'Self defence' won't stand up in law if there is evidence that the defendant used more than the minimum amount of force required to ensure his own safety. For instance, if someone throws a punch at you and the only way that you can prevent him from throwing another one is to punch him back, that probably counts as 'self defence'. However, if that returned punch knocks your assailant to the ground, you must immediately cease punching or kicking him. (i.e. you've given yourself enough 'breathing space' to run away, and that's what you must do). A second blow from you constitutes assault. If there is any evidence to show that the defendant's actions were 'excessive' he would be well advised to change his plea to 'guilty' and to seek to use 'provocation' as a mitigating circumstance to reduce the sentence imposed by the court.
It's theoretically possible that a 'drunk and disorderly' charge could be added at a later date but, in practice, it's extremely unlikely that the CPS would bother adding such a minor charge when a far more serious one is already to be heard before the court. However, that doesn't prevent the CPS from bringing evidence before the court to show that the defendant was drunk.

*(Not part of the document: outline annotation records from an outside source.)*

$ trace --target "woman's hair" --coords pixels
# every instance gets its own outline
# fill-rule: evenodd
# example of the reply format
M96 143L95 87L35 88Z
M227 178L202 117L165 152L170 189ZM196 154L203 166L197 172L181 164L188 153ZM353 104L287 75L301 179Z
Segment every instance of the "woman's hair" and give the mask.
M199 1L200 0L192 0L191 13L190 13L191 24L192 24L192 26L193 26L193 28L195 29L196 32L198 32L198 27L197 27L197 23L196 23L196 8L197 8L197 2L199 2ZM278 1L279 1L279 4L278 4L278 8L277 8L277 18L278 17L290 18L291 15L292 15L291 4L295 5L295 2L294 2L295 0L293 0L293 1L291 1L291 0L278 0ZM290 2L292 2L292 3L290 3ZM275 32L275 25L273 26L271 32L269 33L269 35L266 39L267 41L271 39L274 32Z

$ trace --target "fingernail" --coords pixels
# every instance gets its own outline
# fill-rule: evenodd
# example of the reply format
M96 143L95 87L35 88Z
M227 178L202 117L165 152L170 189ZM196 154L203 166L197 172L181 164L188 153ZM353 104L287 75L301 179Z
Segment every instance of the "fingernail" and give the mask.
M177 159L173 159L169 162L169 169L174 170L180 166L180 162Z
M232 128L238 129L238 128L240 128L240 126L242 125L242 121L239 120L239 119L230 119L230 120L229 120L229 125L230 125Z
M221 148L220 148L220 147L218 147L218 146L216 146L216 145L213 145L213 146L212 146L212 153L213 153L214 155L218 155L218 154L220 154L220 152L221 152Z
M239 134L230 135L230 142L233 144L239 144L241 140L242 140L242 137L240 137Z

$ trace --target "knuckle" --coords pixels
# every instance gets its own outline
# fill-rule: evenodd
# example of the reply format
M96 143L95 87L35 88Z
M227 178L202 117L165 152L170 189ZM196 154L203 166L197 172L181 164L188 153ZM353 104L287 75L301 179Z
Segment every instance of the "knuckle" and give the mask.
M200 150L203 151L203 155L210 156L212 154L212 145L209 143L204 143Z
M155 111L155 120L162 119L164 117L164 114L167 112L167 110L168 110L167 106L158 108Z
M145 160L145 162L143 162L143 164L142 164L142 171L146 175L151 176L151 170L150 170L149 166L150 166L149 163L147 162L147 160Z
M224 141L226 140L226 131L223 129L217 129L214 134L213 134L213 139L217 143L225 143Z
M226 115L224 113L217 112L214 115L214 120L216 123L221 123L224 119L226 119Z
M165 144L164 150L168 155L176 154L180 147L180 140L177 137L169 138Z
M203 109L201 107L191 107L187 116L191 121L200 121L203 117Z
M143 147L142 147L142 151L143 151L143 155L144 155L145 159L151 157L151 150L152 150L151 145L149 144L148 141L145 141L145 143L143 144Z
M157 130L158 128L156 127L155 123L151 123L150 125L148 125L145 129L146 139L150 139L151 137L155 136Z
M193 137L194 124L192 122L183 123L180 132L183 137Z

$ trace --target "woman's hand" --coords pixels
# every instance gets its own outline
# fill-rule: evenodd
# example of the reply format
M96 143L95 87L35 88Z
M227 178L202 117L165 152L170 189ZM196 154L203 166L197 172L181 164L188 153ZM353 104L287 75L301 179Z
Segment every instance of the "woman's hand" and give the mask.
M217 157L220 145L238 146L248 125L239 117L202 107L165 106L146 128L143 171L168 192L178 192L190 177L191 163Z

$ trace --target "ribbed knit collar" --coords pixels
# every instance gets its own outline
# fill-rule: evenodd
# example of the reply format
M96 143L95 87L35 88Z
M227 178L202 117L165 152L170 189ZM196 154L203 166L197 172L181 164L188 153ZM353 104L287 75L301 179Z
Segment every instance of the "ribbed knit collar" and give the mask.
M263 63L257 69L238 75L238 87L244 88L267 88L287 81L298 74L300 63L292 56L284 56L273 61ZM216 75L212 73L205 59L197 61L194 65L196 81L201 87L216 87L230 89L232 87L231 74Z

You haven't stated why the case has been transferred to the Crown Court. This might, of course, simply be because the defendant has elected a jury trial. However, if the case was referred to the Crown Court by the magistrates, this indicates that the magistrates are of the view that, if the defendant is convicted, their sentencing powers are insufficient. (i.e. they believe that a custodial sentence, exceeding 6 months, might be appropriate). It should be remembered, though, that the magistrates had not heard the full case. (For example, they would be unaware of any element of provocation involved). So it doesn't automatically follow that a lengthy custodial sentence would follow.